Test Indiana Jones

Machine Games dépoussière Indiana Jones avec brio

J’avais de grandes attentes pour Indiana Jones et le cercle ancien, espérant qu’il saurait me plonger dans des aventures archéologiques incroyables. La trilogie de film, riche en action, en aventures et en humour, avait placé la barre très haut. Le fait que ce jeu se déroule après Les Aventuriers de l’arche perdue ajoutait une pression supplémentaire sur les épaules de MachineGames. Bien que le jeu présente quelques défauts, j’ai particulièrement apprécié la manière dont il préserve l’esprit de la saga. Dès la mission d’introduction, qui recrée avec une fidélité remarquable une scène emblématique, j’ai su que j’allais savourer cette nouvelle aventure.

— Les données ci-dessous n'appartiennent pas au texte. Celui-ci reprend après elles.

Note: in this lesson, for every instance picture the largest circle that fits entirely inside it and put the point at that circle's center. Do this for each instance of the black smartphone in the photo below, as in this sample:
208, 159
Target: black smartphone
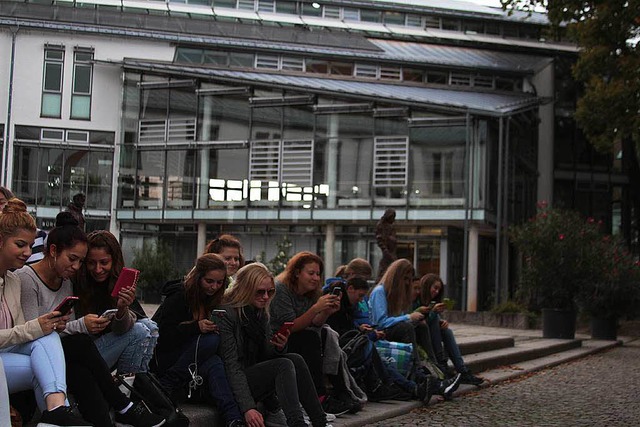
216, 314
66, 305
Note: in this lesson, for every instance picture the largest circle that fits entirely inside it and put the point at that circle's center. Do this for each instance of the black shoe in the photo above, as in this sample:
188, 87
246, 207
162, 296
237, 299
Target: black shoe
447, 387
401, 394
345, 397
384, 392
424, 389
139, 416
331, 405
61, 416
468, 378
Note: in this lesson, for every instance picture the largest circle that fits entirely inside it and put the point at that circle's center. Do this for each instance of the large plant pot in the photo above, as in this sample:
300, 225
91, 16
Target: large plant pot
558, 323
604, 328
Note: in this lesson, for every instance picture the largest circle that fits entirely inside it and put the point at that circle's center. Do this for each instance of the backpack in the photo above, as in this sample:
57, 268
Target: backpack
359, 350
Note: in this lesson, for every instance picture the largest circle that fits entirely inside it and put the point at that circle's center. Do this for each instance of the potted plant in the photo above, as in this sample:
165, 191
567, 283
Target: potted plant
615, 294
560, 253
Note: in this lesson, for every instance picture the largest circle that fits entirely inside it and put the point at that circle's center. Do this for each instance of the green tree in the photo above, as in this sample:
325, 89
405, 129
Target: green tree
155, 262
278, 263
561, 253
608, 66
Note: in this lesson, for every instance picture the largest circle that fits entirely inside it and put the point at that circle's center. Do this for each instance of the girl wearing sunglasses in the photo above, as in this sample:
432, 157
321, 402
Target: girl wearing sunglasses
256, 362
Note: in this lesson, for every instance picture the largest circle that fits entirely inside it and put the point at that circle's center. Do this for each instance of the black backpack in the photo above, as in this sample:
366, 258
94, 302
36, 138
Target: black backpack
360, 353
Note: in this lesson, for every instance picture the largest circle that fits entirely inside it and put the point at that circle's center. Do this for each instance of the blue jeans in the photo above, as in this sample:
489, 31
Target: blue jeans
37, 365
131, 351
445, 337
210, 368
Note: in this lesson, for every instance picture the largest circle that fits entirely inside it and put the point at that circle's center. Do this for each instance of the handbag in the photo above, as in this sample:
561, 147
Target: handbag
398, 354
147, 389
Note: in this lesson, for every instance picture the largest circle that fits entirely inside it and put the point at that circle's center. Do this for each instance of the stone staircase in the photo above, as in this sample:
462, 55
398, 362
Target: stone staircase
496, 354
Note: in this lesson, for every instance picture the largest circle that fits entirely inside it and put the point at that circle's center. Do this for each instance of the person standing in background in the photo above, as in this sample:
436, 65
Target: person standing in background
76, 207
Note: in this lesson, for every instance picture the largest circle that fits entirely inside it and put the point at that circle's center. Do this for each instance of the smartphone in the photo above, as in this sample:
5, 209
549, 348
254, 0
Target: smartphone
286, 326
128, 277
66, 305
216, 314
109, 314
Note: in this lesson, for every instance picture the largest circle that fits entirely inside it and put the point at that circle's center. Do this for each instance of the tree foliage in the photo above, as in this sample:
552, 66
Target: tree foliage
155, 262
608, 65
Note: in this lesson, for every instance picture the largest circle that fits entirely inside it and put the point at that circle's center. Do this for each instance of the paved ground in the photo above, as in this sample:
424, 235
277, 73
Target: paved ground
600, 390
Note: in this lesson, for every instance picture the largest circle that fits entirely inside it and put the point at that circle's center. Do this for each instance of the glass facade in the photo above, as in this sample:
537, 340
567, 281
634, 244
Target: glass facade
206, 145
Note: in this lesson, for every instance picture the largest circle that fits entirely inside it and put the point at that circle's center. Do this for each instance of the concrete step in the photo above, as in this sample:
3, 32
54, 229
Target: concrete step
481, 343
374, 412
527, 350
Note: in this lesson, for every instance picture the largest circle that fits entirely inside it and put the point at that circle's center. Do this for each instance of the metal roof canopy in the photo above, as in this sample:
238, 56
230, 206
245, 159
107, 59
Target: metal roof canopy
441, 99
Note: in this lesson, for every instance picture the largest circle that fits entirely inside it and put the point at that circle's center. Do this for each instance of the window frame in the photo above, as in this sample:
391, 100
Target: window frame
76, 94
46, 62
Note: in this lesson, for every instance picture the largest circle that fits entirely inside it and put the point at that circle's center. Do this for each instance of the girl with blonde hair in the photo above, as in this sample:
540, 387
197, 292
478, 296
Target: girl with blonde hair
256, 363
390, 308
31, 351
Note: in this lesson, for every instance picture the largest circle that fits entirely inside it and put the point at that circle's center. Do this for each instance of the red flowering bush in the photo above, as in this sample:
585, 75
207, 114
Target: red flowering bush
562, 252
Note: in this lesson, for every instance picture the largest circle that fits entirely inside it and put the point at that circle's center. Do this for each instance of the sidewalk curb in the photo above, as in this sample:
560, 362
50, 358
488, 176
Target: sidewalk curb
383, 411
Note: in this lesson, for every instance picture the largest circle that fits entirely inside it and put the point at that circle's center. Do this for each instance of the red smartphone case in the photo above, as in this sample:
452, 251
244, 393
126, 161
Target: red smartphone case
128, 277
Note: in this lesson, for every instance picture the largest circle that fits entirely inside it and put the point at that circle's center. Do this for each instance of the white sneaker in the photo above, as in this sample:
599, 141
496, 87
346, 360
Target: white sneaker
275, 419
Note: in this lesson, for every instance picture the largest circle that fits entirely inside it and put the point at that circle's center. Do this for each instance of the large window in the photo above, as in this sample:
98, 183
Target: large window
82, 84
437, 160
52, 82
49, 175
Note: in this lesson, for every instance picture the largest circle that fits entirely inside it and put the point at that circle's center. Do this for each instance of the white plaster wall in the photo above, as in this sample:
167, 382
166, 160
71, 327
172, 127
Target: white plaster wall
543, 82
5, 67
107, 82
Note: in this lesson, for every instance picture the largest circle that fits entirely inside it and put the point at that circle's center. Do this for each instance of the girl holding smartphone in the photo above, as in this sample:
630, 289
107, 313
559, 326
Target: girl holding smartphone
256, 362
30, 351
45, 285
128, 341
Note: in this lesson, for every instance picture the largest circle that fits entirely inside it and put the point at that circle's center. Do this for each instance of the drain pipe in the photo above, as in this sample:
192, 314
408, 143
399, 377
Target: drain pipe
5, 179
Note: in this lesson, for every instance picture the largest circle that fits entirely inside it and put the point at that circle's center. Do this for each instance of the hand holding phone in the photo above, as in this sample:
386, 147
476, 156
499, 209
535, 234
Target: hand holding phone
286, 326
128, 277
216, 315
109, 314
66, 305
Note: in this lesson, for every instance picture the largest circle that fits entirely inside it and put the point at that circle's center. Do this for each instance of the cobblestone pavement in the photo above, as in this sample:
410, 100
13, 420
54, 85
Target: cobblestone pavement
600, 390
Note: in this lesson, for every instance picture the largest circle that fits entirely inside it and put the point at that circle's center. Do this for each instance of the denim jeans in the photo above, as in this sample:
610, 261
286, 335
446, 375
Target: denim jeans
210, 368
289, 377
131, 351
89, 380
37, 365
5, 416
445, 337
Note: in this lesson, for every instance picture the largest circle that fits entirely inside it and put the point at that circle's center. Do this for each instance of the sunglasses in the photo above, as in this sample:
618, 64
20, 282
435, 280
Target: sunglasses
267, 293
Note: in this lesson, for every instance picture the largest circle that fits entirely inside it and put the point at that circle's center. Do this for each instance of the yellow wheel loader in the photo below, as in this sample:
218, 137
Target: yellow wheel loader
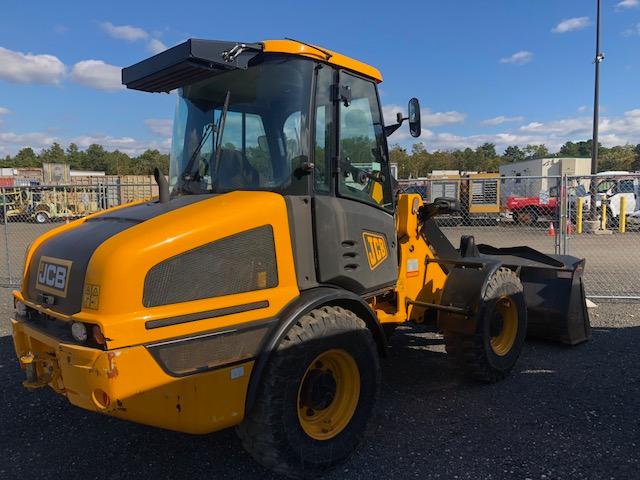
258, 290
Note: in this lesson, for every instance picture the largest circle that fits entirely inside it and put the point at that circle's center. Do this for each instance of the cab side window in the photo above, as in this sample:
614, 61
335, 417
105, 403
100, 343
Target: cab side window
324, 130
364, 170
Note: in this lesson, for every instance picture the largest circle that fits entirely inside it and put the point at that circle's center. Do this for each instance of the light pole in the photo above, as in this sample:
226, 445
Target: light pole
593, 216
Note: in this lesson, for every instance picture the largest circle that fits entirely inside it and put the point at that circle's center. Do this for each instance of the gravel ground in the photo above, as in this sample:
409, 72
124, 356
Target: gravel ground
564, 413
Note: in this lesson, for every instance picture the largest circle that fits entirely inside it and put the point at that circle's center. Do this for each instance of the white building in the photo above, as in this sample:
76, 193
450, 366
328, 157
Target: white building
542, 167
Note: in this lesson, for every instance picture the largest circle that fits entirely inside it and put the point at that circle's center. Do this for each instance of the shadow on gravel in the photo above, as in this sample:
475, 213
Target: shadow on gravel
565, 412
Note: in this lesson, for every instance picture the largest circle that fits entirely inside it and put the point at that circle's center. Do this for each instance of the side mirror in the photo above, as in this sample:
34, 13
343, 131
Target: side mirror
415, 124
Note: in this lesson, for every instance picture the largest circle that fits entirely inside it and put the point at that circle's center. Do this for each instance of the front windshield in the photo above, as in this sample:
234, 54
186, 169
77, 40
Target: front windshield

Fidèle à l’esprit d’Indiana Jones

C’est parti, vous êtes prêts à vous lancer dans le jeu. Alors lâcher votre téléphone, on se prépare à une excellente soirée gaming après avoir mangé un bon burger et on y va. Le jeu vous embarque dans une quête palpitante à travers le monde, à la recherche d’une série de pierres mystérieuses capables de transporter leur porteur instantanément où il le souhaite. Mais si ces artefacts venaient à tomber entre de mauvaises mains – en particulier celles des nazis –, ils pourraient mettre fin à la guerre en un instant. Une fois de plus, le Dr Jones doit faire preuve de son intelligence et de son ingéniosité pour retrouver ces pierres avant ses ennemis. Son principal rival, Emmerich Voss, un archéologue allemand travaillant directement pour Adolf Hitler, lui donne du fil à retordre. Cette course-poursuite dangereuse vous emmène aux quatre coins du globe : Gizeh, Shanghai, l’Himalaya, et bien d’autres lieux encore. L’aventure est intense et ne laisse aucun répit.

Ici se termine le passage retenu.